Summers in childhood were endless, but none so as endless as that first summer after a year of college. Holy cow. Three full months to work and play, or in my case, sneak in and out of boyfriends’ houses before dawn. Thanks, Mom and Dad, for looking the other way and accepting me as the legal adult I was, although I still had a lot to learn. Heck, I always will.
Even three months long would not be enough anymore. It wasn’t even becoming a parent that did it for me. It was becoming a parent twice over, and watching Des speed by the milestones I had already grown to expect from Scarlet. Of course they were different – at different times and paces – but I was already too far gone by that point. Time is a jerk. And if I thought that being a parent twice over was bad, then we got a puppy. Her life span is shorter than ours by a lot, so even though she’s only a year old, I’m well-versed in the ways of dog love and just how much dog time is also a jerk. To put it incredibly mildly.
Then the icing on the cake was Scarlet starting and finishing kindergarten in an anxious but fulfilling blink of an eye. Daycare and preschool were kinda awesome because I could just say, “Scarlet won’t be in school today because I’m taking her on my own mental health day whims to a museum.” No one would bat a blinking eye about that. Even her kindergarten teacher was kinda awesome when I mentioned we’d be going to Disney World for a full week. She said, “Eh, she’ll learn more there than in the classroom, won’t she?” Indeed. Also, kindergarten still had naptime, blankets and stuffed animals, so how much sleep could I really lose about her missing a week? Also, because of snow, she only missed 3.5 days of school in the long run.

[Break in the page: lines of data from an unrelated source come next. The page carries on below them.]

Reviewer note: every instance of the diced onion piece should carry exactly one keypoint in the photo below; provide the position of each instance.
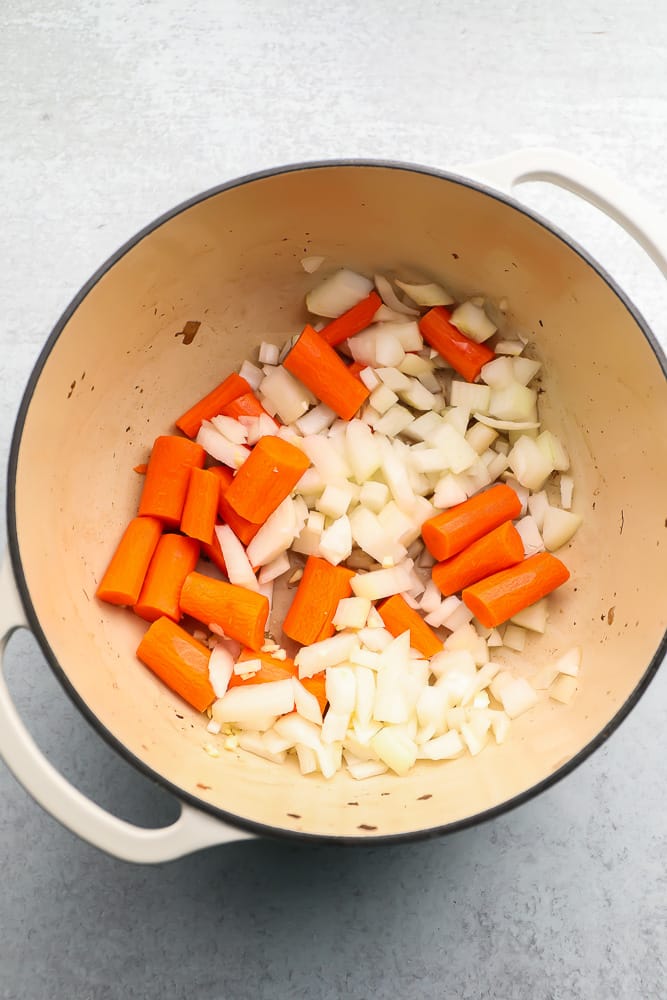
(430, 294)
(268, 353)
(390, 298)
(274, 569)
(554, 451)
(288, 397)
(395, 749)
(336, 540)
(312, 263)
(276, 534)
(316, 420)
(471, 395)
(338, 293)
(514, 637)
(326, 653)
(512, 402)
(245, 704)
(570, 662)
(534, 617)
(374, 496)
(445, 747)
(238, 567)
(381, 583)
(506, 425)
(382, 398)
(498, 373)
(559, 526)
(515, 694)
(220, 668)
(306, 704)
(252, 374)
(473, 321)
(530, 535)
(563, 689)
(218, 447)
(253, 742)
(525, 369)
(529, 464)
(351, 612)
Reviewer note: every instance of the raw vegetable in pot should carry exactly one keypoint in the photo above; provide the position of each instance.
(405, 500)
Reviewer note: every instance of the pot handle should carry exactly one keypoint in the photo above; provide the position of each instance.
(192, 830)
(595, 185)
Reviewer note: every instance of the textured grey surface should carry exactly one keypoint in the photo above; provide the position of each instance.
(109, 114)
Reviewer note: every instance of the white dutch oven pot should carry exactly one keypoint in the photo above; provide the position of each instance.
(230, 259)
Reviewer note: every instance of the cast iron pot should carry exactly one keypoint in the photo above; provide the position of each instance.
(113, 374)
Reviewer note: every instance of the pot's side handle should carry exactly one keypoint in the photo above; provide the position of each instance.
(192, 830)
(616, 199)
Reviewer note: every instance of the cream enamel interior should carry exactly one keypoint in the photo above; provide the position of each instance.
(118, 374)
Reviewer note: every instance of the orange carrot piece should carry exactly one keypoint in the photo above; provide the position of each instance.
(398, 617)
(267, 476)
(317, 686)
(240, 613)
(178, 660)
(174, 557)
(122, 582)
(466, 356)
(168, 477)
(201, 505)
(213, 553)
(317, 365)
(212, 404)
(353, 321)
(454, 529)
(246, 405)
(494, 551)
(504, 594)
(321, 587)
(271, 669)
(243, 529)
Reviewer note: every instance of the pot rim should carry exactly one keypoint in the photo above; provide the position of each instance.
(262, 829)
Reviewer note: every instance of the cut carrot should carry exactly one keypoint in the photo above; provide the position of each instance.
(213, 553)
(240, 613)
(246, 405)
(466, 356)
(353, 321)
(504, 594)
(201, 505)
(174, 557)
(271, 669)
(212, 404)
(122, 582)
(317, 685)
(178, 660)
(267, 476)
(398, 617)
(454, 529)
(244, 530)
(168, 477)
(317, 365)
(494, 551)
(321, 587)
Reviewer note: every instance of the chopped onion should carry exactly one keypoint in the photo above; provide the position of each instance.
(338, 293)
(430, 294)
(390, 298)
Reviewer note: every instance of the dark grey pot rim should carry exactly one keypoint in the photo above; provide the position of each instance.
(230, 818)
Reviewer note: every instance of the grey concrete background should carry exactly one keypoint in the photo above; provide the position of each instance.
(110, 113)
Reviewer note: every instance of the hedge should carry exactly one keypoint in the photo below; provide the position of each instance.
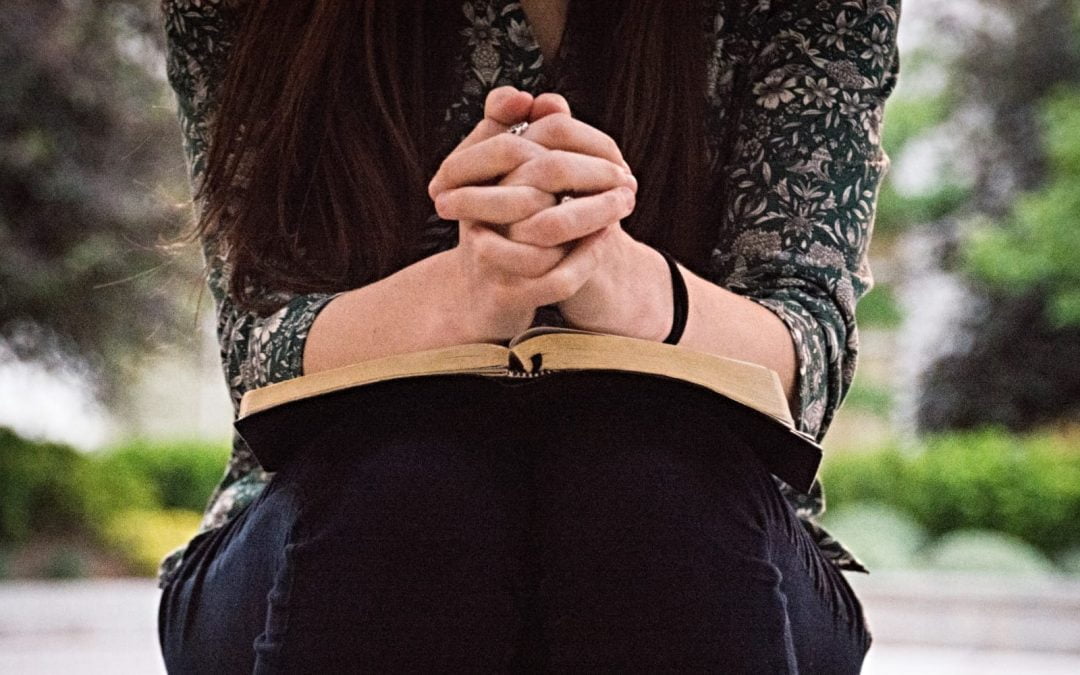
(1027, 486)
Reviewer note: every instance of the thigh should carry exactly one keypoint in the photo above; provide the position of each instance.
(659, 538)
(214, 608)
(407, 553)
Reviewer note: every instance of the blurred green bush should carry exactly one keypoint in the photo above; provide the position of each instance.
(138, 500)
(1027, 486)
(146, 537)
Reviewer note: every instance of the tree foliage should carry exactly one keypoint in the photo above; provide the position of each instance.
(1016, 76)
(89, 160)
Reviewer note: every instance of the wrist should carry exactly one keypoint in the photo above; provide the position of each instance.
(630, 296)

Maybe it was Des turning three, Scarlet turning six and me turning.. 25. Let’s just go with 25. It was my first time having a three-year-old without another baby in the picture, so I could really drink in his three-year-old-ness. Boo, hiss. Maybe it was drinking in my not 25-ness. Maybe it was regretting ever, ever wishing time away, even though I still do it now because winter is a bigger jerk than time and I’m constantly calling it so, and it’s not that I wish I lived on a beach in a beach town forever.. It’s not that.. It’s that I wish I at least had the chance to always go forth to that beach in that beach town – year round. Calling my name. The winds and the waves, the ebbs and flows, the cruel and significant tides. I hate summer’s end.
It doesn’t matter how beautiful and luscious fall is – I get all that. I crave all that. And still, summer’s end. Even the thought of it had me mulling time, dog time, potty training time, three-year-old attitudes, birthdays, how July feels better than August, and that life isn’t a buffet 24/7. You can’t eat ice cream every day, if you want it to stay so special. You can’t live on the beach every day, if you want it to stay so special. You just have to breathe and enjoy and embrace what you DO have, and while it’s happening too, no other way around it. See it, feel it, touch it, heal it. Taste it and smell it too.
This story starts after the mulling and the long car ride, because I shook that shiz right off the second I stepped onto the beach house lawn – with it’s buoy and boat decorations. With it being the perfect place for a boy and girl to learn and grow:
At night, Scarlet and Cassidy went to a drive-in movie (!!!) and the grandparents went to see a play. So the aunt, the uncle, the Des and I went to see the sunset over the bay. It was a wash so we went and got ice cream instead. With sprinkles.
Two years ago, we took Scarlet to the Highland Light (lighthouse in Truro) but she was too small to climb to the top, so they gave us a coupon to take her back. Well it’s been on our minds ever since so we went back. I’m fairly certain she’s still too small for it, but no one said anything so up we went – the two of us. Cassidy took Des out to see the location the lighthouse had to be moved from – because erosion threatened to tumble it into the sea. We saw them from the top of the lighthouse – which Scarlet effortlessly climbed. I was wearing a long dress and carrying a camera so the small ladders were hard for me.
We all met at the bottom by the water and found out that Des and Cassidy had seen.. a WHALE jumping out of the water. People were talking so excitedly about it, and we only missed it by minutes. We waited and waited, but that whale and its tail swam away. Now a little known fact about me is that I used to feel about whales how I feel about moose. Whales are my second favorite animal, and I’ve had a magical whale watching experience, but they’re always still on my mind. I’ve never seen them from land either. Perhaps it wasn’t our day, so we went and had lunch at Moby Dick’s Restaurant – almost the same thing, right? Well, no, but the chowder was amazing. Perhaps there will be many more chances to see whales. Next time.
Maybe we’ll go back in late August or September. Maybe even October. Maybe we won’t reunite with the ocean until our annual Florida trip in 2016. Maybe there will be whale tails and tales then. Maybe it’s all waiting for us. Anything’s possible.